Türkiye 2018 yılından itibaren yeni Önleyici Vuruş Doktrinini uygulamaktadır. Bu temelde, komşu ülkelerde operasyonlar yürüttü ve orada, diğer ülkelerin topraklarında, sahip olduğunu düşündüğü büyük bir güç olarak gördüğü Stratejik Derinlik temelinde asker bulundurmaya devam ediyor. Bu yüzden batı cephesinden (Evros ve Ege) birçok birimi hareket ettirdi ve onları Suriye ve Irak’ta tutuyor. Birçoğu 1. Ordu (Trakya) ve Ege Ordusu’nun harekat planlarında yer alıyor. Türkiye, ülkemizi 1. dış tehdit olarak gördüğü için, uygun şekilde hazırlanmazsa eğer geniş cephede bir savaş çıkarmaz. Bir örnek, doğu cephesinden oluşum hareketlerinin planlandığı VARİOPULA (Balyoz) planıdır.

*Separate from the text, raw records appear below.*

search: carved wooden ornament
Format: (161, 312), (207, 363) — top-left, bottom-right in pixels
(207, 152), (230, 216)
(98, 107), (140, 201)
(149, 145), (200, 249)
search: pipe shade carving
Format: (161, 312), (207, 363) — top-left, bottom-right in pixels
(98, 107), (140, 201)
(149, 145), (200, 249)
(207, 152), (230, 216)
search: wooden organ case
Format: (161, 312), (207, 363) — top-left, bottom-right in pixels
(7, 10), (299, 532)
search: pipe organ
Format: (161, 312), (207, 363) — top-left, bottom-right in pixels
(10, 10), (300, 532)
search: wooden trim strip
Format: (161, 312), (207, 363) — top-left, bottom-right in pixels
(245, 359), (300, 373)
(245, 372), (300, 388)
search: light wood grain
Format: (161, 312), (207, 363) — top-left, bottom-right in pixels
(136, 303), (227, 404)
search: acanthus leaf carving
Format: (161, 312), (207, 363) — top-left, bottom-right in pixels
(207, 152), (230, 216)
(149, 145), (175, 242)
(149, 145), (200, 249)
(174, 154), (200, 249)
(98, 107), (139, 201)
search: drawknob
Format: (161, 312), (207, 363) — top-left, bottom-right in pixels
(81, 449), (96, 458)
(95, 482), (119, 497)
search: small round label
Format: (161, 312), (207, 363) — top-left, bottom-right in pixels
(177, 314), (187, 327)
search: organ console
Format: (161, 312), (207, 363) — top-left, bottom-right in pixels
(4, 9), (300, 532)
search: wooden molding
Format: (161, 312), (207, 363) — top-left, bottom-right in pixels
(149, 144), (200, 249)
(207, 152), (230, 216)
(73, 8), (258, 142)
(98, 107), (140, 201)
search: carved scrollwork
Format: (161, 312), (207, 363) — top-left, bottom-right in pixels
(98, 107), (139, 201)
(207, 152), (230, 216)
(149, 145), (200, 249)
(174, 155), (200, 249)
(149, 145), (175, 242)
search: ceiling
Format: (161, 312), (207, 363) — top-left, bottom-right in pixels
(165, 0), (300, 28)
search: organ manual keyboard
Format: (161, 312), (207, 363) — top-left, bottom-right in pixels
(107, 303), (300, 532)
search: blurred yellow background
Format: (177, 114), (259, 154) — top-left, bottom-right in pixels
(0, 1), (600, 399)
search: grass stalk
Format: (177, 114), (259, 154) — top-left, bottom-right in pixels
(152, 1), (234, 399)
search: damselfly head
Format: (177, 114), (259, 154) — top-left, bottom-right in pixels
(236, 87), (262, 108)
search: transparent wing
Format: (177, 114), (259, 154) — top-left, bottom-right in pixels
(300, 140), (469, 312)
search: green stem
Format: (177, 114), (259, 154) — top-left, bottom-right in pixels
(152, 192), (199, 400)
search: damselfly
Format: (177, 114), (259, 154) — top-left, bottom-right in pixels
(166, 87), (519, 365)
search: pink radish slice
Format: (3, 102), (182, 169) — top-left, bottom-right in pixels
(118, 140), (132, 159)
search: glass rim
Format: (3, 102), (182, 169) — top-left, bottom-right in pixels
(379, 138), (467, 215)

Ancak Türkiye, küçük bir toprak alanını işgal etmek ve ülkemizi kendi şartlarında bir diyaloğa zorlamak için hararetli bir olayı kışkırtabilir ve kısa süreli ve küçük kapsamlı saldırgan bir eylemde bulunabilir.
Türkiye Savunma Sanayii alanında atılımlar yapmış olsa da Yunanistan ile Türkiye arasındaki güç dengesinin devam ettiğini düşünüyorum. Ayrıca, Türkiye’nin birçok aktif cepheyi sürdürmek zorunda kaldığı ve bu nedenle kuvvetlerin başka yerlere konuşlandırılmasıyla sonuçlanacak şekilde, tüm güçlerimizi ve savaş araçlarımızı doğu cephesine dönük tutma kabiliyetine sahip olduğumuz da unutulmamalıdır.
Türkiye’nin İnsansız Hava Aracı ANKA’nın Nisan 2018’de Rodos’ta ilk ortaya çıktığı andan itibaren düşürülmeliydi. Şimdi bu durumda olduğu gibi yaparsak, gerginliği tırmandıracağız ve hazır olmalıyız.”
Kamburidis kimdir:
General Kamburidis, Milli Savunma Okulu mezunudur, Nottingham Trend Üniversitesi’nden MBA derecesine sahiptir. Selanik Üniversitesi Tarih ve Etnoloji Bölümü’nden mezun olmuştur. Pantion Üniversitesi’nde doktora adayıdır. 1995-1999 Döneminde İstanbul’da Yunan Diplomatik Heyetinde görev yapmıştır. 2013-2017 döneminde Ankara’daki Yunanistan Büyükelçiliği’ndeki Yunanistan Diplomatik Temsilciliği Savunma Ataşesi olarak görev yapmıştır.